Flat revenue growth
This is a pre-completed example output — use it to understand the style and depth, then run your own analysis.
My understanding of your challenge
You have a business that delivers well — clients are satisfied, delivery quality is high — but growth has stalled. That mix is particularly frustrating because it rules out the easy explanations (poor service, weak capability) and points to a market-facing issue: demand creation, positioning, and how you win new accounts. The tension is that your team is proposing a capacity solution (‘hire more salespeople’) while the symptoms suggest a strategy problem: unclear differentiation, narrow routes to market, and over-reliance on a small client base. In similar firms, this becomes a slow drift: great delivery masks weak growth fundamentals until concentration risk becomes existential. This matters now because the longer you stay flat, the harder it becomes to attract senior talent and to invest ahead of the market — competitors with clearer messages and tighter go-to-market systems compound faster.
Initial diagnosis & what this really is
This is most consistent with a go-to-market operating model and proposition clarity issue — not a pure sales capacity problem. In professional services, growth usually depends on a few repeatable mechanics: a clear ‘why you’, a point of view that makes you memorable, and a pipeline engine that is more than relationships. It’s often mistaken for a ‘not enough outreach’ problem. Outreach volume matters, but without a differentiated offer and a credible target segment, more outreach typically produces more noise and lower win rates. Across the sector, market signals suggest buyers are more cautious and more comparative: they want specialists, proof, and clear outcomes. Generalist messaging is being punished.

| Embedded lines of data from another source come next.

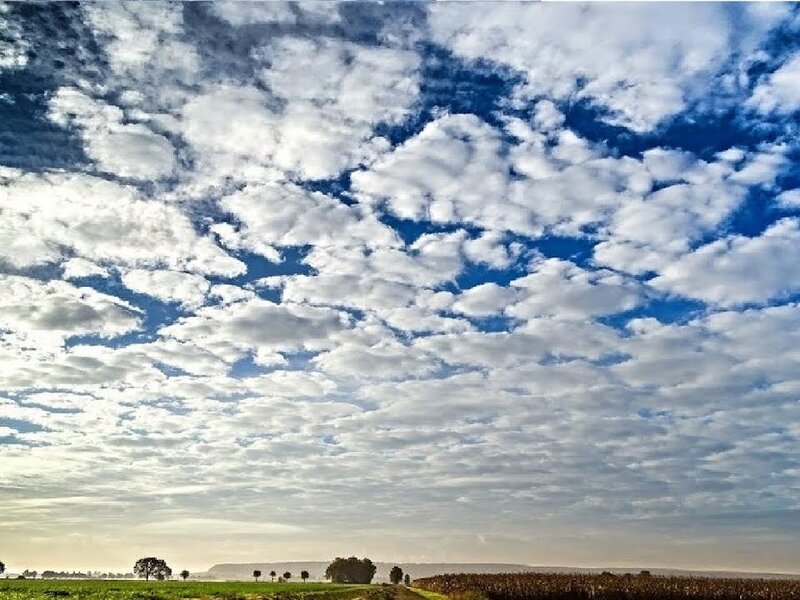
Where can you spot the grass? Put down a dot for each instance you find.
(90, 589)
(429, 595)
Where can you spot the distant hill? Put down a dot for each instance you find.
(243, 571)
(316, 569)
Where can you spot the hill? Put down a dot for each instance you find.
(237, 571)
(244, 571)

Key risks & failure modes to be aware of
A typical failure mode is spreading bets too widely: chasing too many segments and offers, which dilutes marketing, confuses sales, and makes delivery look generic. Another is over-indexing on hiring salespeople without changing what they are selling — resulting in expensive underperformance and internal blame. Well-intentioned efforts fail when leadership drifts to tactics first (CRM, outreach cadence, new decks) without making the core strategic choices: who we serve, what we are best at, and what we will stop doing.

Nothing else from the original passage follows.